The saddest thing about this sordid affair is that Aura’s needless death is the tip of the iceberg. Institutional racism may be invisible to whites but it affects blacks at every turn, especially if they don’t have a ton of money to keep it at bay. For instance, it is now OK to sentence children as adults. This is not to say that such a child should not be made to pay back the person injured. Of course he should, and that would be right and also be a lesson for the child. However, sending such a child far away from the community for many years … the child will return to our community as an adult in age, but as a child in experience.
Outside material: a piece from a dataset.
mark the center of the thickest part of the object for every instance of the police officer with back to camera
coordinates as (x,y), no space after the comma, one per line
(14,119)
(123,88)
Who is helped by punishing this child so severely? Not the community, not the child.
I am for a “peace” court for our children. This is a method in which the people harmed tell how they were harmed and what can be done to help them heal. Then the person who harmed them tells what was going on in his life that he would get involved in the harm. Everyone involved is sitting in a circle with a trained person there to help those involved figure out what will help them heal. Of course, for this “peace” court to happen, everyone involved (the child who did the harm and the people who were harmed) has to agree to use this method. Otherwise, the more well-known courtroom scene would occur.